Monday, November 11, 2013

Thoughts on Typhoon Haiyan

It is only a matter of time before some fundamentalist Christian pundit ascribes the devastating Typhoon Haiyan to God's wrath. I don't believe that God punishes people with natural disasters. I do think though, in a very real way, human sin is responsible for the devastation in and around Tacloban.

According to a story in the Huffington Post:

"The 7,000 islands of the Philippines sit in the middle of the world's most storm-prone region, which gets some of the biggest typhoons because of vast expanses of warm water that act as fuel and few pieces of land to slow storms down. Half the storms on an informal list of the strongest ones to hit land in the 20th and 21st centuries ended up striking the Philippines, according to research by Jeff Masters, meteorology director of the Weather Underground.

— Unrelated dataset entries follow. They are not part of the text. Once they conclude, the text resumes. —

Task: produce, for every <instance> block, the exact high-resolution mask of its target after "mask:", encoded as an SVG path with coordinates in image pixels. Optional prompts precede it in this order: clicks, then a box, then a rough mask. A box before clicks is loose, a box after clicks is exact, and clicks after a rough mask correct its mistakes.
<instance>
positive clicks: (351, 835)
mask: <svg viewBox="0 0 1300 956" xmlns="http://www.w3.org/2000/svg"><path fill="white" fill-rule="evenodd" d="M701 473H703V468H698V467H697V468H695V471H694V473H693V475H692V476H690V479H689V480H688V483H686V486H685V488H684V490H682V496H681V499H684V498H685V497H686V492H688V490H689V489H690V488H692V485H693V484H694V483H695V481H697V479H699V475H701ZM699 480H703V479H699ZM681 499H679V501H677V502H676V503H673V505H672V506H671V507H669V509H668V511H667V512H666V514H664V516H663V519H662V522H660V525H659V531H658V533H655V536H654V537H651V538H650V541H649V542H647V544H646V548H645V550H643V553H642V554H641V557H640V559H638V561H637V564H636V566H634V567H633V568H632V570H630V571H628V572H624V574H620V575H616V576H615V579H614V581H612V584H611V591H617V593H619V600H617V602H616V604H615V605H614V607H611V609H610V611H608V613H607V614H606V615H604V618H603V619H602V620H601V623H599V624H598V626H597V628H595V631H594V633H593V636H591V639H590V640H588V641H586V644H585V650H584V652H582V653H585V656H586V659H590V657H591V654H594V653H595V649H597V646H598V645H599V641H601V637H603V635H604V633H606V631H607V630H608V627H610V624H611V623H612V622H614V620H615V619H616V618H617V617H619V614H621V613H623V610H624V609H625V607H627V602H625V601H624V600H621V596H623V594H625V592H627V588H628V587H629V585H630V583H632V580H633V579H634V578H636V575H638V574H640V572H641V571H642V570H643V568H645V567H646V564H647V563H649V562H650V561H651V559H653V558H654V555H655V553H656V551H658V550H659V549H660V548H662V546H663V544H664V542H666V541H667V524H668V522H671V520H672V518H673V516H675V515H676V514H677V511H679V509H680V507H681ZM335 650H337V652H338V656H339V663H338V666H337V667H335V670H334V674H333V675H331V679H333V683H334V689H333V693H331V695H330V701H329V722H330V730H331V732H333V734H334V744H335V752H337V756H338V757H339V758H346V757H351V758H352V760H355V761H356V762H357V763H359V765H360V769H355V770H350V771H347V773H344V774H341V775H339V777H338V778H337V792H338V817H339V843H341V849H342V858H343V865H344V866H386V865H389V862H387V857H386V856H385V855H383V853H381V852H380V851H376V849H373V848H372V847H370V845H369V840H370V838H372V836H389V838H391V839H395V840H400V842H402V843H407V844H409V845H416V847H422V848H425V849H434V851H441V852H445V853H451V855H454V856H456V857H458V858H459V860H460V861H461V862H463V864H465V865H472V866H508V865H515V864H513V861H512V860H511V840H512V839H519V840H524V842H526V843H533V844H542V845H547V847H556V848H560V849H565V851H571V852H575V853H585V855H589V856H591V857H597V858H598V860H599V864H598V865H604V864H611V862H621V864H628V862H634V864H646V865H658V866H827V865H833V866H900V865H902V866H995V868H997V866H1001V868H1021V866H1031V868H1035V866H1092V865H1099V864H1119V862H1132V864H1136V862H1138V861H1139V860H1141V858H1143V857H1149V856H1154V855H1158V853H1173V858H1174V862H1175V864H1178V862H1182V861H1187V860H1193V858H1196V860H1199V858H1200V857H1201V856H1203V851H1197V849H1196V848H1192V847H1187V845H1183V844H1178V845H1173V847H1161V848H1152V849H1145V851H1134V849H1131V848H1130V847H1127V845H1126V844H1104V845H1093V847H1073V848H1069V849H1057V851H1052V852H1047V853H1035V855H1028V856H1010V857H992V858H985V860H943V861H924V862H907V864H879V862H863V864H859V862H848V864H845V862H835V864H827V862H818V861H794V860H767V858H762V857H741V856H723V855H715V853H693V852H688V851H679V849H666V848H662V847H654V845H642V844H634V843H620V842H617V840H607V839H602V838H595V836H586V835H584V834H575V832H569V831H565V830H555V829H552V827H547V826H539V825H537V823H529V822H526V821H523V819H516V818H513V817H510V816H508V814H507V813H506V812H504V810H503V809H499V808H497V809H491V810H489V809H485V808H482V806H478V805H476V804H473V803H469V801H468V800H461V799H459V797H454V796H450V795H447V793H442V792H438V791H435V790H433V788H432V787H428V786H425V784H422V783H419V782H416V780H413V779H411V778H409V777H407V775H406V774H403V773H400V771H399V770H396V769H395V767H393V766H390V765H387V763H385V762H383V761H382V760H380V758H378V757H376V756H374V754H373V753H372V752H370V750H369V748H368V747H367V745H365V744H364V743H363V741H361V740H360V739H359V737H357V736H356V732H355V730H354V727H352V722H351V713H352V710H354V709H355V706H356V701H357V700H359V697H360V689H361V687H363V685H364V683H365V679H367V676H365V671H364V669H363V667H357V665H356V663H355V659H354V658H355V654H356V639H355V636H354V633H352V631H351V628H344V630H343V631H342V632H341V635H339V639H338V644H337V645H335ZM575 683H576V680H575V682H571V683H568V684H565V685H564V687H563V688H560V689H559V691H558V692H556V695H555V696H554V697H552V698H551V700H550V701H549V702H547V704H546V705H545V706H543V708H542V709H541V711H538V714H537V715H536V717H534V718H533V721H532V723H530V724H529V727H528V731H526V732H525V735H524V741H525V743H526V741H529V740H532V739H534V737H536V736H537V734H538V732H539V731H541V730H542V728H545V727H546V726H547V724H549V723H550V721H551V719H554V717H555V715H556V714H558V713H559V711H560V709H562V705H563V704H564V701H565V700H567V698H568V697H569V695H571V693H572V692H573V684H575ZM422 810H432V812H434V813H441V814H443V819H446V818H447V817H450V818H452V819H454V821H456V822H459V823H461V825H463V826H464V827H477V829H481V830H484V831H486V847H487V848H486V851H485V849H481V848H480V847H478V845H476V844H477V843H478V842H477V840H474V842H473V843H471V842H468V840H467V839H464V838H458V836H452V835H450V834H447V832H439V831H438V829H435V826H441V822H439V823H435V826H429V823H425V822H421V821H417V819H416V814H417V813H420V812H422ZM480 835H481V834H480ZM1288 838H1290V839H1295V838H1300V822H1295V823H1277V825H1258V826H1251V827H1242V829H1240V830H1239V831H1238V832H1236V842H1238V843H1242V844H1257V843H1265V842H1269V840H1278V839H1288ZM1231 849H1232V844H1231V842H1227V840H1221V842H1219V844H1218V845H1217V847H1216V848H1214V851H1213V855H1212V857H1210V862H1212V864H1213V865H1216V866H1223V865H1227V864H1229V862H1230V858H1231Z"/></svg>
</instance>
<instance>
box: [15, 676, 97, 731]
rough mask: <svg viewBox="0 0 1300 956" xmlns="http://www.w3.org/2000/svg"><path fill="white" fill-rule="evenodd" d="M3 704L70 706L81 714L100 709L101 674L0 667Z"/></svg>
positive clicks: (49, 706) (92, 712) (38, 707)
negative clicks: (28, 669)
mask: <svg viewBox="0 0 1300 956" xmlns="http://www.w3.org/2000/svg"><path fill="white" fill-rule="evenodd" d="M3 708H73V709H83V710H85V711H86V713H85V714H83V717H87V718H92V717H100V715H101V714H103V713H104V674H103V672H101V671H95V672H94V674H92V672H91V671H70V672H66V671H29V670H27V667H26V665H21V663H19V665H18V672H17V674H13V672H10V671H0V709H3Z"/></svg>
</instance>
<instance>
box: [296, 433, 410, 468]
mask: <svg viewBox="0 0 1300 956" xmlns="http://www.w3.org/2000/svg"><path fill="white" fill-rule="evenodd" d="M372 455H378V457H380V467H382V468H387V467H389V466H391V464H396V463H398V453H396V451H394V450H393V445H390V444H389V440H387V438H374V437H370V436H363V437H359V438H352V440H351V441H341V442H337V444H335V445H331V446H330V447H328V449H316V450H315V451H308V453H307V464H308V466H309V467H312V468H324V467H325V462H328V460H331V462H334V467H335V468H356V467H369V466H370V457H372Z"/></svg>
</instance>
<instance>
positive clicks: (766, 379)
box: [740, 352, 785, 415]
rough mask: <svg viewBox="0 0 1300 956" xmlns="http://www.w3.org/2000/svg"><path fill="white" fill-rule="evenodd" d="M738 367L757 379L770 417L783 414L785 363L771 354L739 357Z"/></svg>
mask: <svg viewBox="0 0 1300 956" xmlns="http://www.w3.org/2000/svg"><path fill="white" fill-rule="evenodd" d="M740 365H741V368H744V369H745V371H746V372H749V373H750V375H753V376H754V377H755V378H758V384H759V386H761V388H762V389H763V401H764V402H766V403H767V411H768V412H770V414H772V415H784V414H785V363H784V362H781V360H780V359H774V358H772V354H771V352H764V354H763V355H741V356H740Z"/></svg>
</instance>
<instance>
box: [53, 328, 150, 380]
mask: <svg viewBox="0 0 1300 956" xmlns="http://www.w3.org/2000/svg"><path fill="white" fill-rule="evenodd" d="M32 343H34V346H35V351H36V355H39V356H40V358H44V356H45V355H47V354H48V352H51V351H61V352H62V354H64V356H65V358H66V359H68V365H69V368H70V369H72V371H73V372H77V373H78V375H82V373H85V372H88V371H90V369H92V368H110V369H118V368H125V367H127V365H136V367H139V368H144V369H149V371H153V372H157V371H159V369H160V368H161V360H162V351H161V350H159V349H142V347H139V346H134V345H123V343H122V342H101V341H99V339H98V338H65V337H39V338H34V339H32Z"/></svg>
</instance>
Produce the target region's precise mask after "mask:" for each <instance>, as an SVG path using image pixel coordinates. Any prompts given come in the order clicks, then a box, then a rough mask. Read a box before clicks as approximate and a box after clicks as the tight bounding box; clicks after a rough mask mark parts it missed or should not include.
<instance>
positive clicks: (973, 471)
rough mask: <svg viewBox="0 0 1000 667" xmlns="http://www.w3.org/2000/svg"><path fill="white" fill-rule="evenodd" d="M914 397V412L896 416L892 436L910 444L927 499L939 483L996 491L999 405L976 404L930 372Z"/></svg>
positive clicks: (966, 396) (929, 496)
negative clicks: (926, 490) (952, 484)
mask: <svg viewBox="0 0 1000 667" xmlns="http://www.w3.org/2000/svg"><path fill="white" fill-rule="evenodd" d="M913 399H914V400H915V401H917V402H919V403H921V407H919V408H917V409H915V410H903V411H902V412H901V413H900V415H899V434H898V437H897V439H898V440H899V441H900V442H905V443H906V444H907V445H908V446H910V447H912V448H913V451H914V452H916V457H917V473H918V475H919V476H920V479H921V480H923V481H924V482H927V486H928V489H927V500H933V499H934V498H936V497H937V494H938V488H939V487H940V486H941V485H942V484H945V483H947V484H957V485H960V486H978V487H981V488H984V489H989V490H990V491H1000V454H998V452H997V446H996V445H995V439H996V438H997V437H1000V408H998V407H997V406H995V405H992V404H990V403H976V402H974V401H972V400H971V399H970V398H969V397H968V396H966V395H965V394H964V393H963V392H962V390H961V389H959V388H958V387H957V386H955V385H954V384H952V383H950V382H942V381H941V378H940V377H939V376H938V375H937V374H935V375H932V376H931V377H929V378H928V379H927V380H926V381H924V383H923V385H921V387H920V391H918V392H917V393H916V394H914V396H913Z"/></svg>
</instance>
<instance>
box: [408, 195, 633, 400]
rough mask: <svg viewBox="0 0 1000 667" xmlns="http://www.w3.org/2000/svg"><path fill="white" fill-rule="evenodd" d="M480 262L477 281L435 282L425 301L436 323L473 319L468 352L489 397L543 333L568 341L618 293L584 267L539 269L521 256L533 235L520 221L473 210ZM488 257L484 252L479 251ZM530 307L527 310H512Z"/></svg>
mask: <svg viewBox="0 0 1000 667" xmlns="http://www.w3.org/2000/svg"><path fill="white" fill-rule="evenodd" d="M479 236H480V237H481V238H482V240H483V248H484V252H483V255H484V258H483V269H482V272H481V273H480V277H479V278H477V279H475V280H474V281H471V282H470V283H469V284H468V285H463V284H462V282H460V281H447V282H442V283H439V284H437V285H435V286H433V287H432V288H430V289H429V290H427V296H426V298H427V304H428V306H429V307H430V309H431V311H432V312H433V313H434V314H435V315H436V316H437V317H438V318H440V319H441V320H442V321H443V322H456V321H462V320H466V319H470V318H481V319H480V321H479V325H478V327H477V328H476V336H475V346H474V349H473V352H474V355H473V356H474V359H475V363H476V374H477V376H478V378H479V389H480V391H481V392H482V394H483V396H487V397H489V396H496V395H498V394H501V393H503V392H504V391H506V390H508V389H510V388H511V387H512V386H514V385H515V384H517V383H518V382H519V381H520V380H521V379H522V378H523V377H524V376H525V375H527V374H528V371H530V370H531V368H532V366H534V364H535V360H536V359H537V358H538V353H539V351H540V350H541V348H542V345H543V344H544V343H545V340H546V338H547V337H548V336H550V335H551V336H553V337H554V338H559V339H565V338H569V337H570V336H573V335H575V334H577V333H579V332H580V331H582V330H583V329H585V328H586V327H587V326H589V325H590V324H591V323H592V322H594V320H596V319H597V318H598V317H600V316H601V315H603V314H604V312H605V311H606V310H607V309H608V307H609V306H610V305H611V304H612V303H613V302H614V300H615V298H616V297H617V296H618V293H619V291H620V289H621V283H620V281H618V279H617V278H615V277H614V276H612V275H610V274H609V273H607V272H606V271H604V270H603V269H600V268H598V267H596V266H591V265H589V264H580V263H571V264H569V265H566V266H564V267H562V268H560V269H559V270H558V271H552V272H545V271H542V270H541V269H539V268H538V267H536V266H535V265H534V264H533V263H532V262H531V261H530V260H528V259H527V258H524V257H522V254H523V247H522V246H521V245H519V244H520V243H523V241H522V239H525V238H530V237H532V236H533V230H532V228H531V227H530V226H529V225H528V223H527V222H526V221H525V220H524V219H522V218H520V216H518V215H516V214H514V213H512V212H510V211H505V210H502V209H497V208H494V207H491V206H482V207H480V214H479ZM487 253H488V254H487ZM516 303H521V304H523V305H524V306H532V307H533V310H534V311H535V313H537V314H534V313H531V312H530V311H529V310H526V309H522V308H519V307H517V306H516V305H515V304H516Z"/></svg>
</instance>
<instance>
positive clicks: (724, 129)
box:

Humans played a big role in this disaster, too — probably bigger than nature's, meteorologists said. University of Miami hurricane researcher Brian McNoldy figures that 75 to 80 percent of the devastation can be blamed on the human factor. Meteorologists point to extreme poverty and huge growth in population — much of it in vulnerable coastal areas with poor construction, including storm shelters that didn't hold up against Haiyan."

In other words, typhoons and earthquakes and other natural disasters are an integral part of how our planet functions. They happen and have always happened and will continue to happen. They are morally neutral. We don't need the wrath of God or weather-controlling demonic forces to pin the blame on. But poverty is a global moral issue and our man-made systems and structures that perpetuate poverty are culpable for massive and sustained human suffering. In the days and weeks to come, relief aid will pour into the Philippines--and rightly so--as it did into Haiti and Indonesia and New Orleans. But what will change the underlying systems that leave millions of people impoverished and exposed?